Alexander Gauland, deputy leader of Alternative for Germany (AfD), speaks inside the German Parliament.
Police have yet to find the man who stole Alexander Gauland's clothes while he swam in a lake last week, forcing the co-leader of the German Parliament's most far-right party to walk half-naked through the streets - an image that is going viral on social media.
At least the motive for the crime seems clear. "Nazis need no bathing fun!" Gauland said the thief shouted as he stole the 77-year-old lawmaker's shirt and pants.
Gauland has never publicly defended the German Nazis, who during their 12-year rule started World War II, killed millions of people and tried to exterminate all Jews. But he has repeatedly suggested that it's time to stop apologizing for the past.
"If the French are rightly proud of their emperor, and the Britons of Nelson and Churchill, we have the right to be proud of the achievements of the German soldiers in two world wars," Gauland said in September, according to the Guardian. "People no longer need to reproach us with these 12 years. They don't relate to our identity nowadays."
A week and a half after he made that speech, the Alternative for Germany - a party co-led by him -- came third in a six-way national election, becoming the first far-right party to join the German Parliament since the Nazis.
The party's other leader, Alice Weidel, once wrote an email peppered with "Nazi-era connotations," according to Deutsche Welle - words such as Uberfremdung, or "foreign infiltration," which Weidel applied not to Jews but to "culturally foreign people such as Arabs, Sinti and Roma," as well as to "puppets of World War II allies" in Chancellor Angela Merkel's government.

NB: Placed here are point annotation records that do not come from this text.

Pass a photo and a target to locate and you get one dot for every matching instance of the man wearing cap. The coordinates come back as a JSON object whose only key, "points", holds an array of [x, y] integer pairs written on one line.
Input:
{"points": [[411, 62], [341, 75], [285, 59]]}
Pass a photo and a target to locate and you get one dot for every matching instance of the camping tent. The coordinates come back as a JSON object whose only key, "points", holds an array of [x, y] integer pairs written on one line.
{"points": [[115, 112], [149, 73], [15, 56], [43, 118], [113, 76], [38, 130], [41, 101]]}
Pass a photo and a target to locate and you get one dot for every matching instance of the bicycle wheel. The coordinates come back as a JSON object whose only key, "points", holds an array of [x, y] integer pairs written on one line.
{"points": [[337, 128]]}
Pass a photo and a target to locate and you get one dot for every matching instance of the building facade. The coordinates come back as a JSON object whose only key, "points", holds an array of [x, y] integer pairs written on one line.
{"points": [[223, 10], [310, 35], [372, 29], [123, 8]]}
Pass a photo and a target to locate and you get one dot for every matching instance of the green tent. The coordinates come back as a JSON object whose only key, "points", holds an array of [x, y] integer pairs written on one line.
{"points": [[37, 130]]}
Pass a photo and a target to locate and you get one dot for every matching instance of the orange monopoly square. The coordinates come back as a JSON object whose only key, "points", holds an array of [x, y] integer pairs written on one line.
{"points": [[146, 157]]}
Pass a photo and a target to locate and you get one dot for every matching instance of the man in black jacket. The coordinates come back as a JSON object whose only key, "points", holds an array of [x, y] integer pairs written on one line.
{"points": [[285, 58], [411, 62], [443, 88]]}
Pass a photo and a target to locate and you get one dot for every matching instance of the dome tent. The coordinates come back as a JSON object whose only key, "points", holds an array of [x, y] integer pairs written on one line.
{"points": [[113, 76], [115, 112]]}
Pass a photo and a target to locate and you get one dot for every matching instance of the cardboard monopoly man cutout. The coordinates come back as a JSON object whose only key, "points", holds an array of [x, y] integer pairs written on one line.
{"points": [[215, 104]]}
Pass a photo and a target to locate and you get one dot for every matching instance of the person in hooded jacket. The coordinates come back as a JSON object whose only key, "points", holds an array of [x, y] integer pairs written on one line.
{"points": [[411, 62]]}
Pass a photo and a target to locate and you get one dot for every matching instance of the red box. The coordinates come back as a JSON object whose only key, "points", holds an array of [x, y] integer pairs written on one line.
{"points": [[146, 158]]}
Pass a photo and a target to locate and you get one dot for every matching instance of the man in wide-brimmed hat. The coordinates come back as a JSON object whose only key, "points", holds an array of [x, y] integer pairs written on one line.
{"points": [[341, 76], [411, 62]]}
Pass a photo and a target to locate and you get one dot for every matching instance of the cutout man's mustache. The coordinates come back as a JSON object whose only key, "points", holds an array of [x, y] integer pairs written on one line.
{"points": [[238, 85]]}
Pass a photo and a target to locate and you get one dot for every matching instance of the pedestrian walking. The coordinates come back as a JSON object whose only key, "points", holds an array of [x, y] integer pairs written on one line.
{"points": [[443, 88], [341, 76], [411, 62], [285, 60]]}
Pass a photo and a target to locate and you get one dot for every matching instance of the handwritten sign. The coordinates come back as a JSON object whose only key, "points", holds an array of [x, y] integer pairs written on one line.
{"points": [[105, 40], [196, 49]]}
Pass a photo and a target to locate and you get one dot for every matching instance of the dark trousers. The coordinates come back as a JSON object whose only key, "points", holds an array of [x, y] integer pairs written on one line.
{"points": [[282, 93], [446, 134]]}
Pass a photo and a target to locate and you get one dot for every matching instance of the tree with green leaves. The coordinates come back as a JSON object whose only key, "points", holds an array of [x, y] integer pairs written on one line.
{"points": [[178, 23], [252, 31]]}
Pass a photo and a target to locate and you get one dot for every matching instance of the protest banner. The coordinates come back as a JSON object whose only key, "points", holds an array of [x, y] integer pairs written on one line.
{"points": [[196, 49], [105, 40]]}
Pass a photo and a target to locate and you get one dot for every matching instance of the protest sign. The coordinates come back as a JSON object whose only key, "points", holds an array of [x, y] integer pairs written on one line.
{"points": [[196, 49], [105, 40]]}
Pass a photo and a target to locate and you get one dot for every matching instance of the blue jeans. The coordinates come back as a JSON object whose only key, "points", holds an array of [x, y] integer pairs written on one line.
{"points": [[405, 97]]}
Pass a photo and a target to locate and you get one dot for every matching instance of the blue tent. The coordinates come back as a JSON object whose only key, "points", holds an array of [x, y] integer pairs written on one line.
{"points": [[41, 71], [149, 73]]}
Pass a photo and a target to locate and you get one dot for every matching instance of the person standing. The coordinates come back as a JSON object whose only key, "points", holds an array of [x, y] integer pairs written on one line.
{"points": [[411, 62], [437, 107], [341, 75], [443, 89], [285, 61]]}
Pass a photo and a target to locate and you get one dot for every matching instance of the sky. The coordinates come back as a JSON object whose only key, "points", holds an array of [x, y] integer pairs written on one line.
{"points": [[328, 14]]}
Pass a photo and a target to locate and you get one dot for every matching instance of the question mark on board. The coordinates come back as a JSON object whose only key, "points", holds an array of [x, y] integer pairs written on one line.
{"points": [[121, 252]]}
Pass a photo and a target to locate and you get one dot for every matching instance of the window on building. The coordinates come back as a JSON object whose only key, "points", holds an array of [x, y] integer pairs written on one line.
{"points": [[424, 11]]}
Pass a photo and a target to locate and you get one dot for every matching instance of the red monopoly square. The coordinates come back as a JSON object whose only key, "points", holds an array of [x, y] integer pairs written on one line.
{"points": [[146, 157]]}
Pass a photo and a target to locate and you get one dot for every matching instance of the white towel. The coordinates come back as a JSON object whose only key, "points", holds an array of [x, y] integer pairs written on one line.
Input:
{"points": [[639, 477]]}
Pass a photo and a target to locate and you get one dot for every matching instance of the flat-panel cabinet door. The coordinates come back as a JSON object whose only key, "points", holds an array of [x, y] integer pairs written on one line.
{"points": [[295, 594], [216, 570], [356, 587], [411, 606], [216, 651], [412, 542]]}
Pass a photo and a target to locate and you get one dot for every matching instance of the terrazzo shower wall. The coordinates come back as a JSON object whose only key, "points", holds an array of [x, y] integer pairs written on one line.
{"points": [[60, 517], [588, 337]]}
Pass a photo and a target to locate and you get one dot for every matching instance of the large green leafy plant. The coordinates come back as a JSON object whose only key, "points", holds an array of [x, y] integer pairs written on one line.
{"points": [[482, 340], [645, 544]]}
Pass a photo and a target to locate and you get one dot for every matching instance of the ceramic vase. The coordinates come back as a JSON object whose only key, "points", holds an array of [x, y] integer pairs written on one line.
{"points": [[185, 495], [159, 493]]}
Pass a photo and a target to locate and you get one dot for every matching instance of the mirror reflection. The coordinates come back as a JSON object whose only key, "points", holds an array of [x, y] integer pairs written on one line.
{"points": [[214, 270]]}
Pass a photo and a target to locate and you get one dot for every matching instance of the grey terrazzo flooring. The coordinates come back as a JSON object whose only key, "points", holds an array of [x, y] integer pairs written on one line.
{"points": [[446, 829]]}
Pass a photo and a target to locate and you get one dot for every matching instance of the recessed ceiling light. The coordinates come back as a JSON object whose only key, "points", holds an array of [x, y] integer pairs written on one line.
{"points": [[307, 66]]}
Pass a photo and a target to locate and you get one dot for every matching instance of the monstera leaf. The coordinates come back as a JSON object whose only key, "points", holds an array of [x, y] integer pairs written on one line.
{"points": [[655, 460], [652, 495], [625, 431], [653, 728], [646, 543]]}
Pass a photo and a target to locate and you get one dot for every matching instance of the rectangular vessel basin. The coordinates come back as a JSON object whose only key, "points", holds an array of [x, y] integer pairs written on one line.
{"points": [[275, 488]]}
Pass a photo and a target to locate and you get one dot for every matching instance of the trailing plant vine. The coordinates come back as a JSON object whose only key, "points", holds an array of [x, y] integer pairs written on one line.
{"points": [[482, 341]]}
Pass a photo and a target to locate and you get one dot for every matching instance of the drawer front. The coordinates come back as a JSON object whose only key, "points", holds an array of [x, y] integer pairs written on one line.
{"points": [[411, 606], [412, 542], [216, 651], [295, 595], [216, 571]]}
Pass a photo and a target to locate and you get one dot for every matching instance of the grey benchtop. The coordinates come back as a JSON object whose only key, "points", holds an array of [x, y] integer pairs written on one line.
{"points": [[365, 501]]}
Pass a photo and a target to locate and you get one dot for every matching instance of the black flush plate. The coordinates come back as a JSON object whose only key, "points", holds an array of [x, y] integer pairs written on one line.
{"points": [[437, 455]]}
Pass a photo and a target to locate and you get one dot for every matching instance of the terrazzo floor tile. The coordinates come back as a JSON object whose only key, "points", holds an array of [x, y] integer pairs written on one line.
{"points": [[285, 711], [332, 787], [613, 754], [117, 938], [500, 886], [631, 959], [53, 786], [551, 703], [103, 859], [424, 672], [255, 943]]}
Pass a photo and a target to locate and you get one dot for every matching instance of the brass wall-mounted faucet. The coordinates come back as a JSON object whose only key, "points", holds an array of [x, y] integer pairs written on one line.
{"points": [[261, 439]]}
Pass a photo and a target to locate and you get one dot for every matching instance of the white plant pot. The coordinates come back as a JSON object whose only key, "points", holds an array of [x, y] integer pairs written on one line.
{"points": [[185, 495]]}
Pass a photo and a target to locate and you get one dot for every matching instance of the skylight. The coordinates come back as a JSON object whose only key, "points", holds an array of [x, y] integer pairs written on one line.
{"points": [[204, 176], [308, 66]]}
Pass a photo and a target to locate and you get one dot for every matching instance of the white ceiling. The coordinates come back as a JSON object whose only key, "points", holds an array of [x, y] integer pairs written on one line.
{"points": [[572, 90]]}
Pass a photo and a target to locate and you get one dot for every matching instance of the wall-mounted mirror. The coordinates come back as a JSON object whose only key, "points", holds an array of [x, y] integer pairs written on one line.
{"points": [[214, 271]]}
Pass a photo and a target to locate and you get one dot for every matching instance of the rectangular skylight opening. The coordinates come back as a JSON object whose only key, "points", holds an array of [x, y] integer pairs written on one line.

Weidel is generally considered the more moderate of the party's two leaders.
As for Gauland, he has railed against foreigners of many kinds since co-founding Alternative for Germany, or AfD, in 2013.
He has called to ban Muslims from the country, Deutsche Welle reported, and once said that "not everyone who holds a German passport is German."
Gauland denied telling a German newspaper that a black athlete was good enough to play soccer but would not be desirable as a neighbor. But he did not deny calling for a political rival to be "dumped" in Turkey, where his ancestors were born, nor has he expressed regret for any of his statements.
"Why should I?" Gauland told The Washington Post in an interview before the September election. He went on to agree with another member of his party, who had objected to the Jewish Holocaust memorial in Berlin.
"He has spoken of a 'monument of shame' in the midst of the German capital," Gauland told The Post. "And that is totally correct."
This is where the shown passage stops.